Legislature Moving to Gut Curbs on Title Insurance Costs
Feb. 2, 2018 — Not even a cup of coffee can be part of closing costs. For now.
For the time being, New York homebuyers’ closing costs will not include the cost of Madison Square Garden tickets, trips to strip clubs, or even the price of a humble cup of coffee.
New regulations to curtail fees charged by title insurers have gone into effect – though they may prove short-lived. An aggressive lobbying push in Albany has inspired the State Senate to pass a bill gutting the new regulations, which went into effect, after a delay, on Feb. 1. The General Assembly is set to consider the anti-reform bill.
Virtually all homebuyers purchase title insurance, which guarantees that a property can change hands without anyone else having a valid claim to it. The new reforms seek to end the long-standing practice of title insurers entertaining potential clients – the lawyers, accountants, brokers and others who work for homebuyers – and then getting the homebuyer’s business. The entertainment costs are then baked into the closing costs and passed onto consumers as “marketing fees.”
There are 30 title insurers in New York. All but two of them charge the exact same rates, which are approved by the state Department of Financial Services and are the highest in the country – 40 percent more than Connecticut, 25 percent more than New Jersey, according to the New York Times. How do you spell c-a-r-t-e-l?

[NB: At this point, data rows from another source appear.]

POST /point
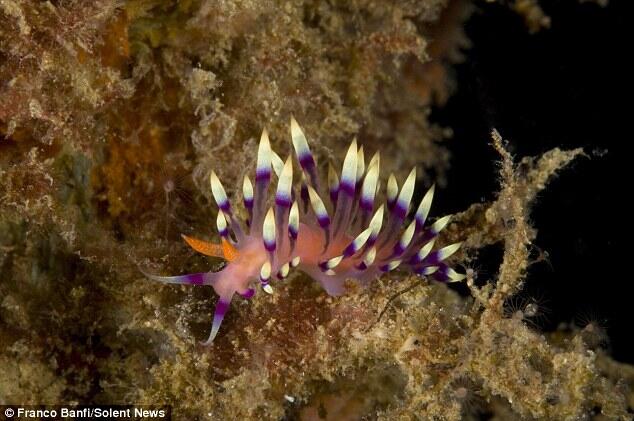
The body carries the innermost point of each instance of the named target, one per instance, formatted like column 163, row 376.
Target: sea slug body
column 352, row 241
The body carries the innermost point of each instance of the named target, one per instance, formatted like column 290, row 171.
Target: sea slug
column 346, row 239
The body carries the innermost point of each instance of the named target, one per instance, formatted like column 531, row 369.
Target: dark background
column 562, row 87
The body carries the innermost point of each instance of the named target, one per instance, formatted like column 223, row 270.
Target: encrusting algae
column 104, row 105
column 298, row 232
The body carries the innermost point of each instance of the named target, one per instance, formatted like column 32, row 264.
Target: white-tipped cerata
column 368, row 189
column 285, row 184
column 349, row 170
column 293, row 221
column 247, row 192
column 440, row 224
column 263, row 166
column 284, row 270
column 445, row 252
column 392, row 190
column 404, row 199
column 268, row 230
column 295, row 262
column 218, row 192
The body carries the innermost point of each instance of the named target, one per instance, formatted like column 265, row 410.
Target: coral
column 105, row 105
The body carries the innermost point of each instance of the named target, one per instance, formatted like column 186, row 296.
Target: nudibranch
column 346, row 239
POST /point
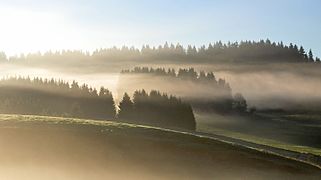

The two companies that charge less are OneTitle and Entitle Direct. How do they do it? “All but one of our competitors file a single set of rates collectively, and that’s legal,” says Dan Price, president and CEO of OneTitle. “We’re not driven by the rest of the industry. We were driven by our own analysis of how much it would cost for us to operate.”
It probably doesn’t hurt that OneTitle, unlike most of its competitors, refuses to pass lavish entertainment expenses on to homebuyers. “We would never add a fee to a title bill that was driven by marketing expenses,” Price says. In the world of New York title insurance, that qualifies as downright quaint.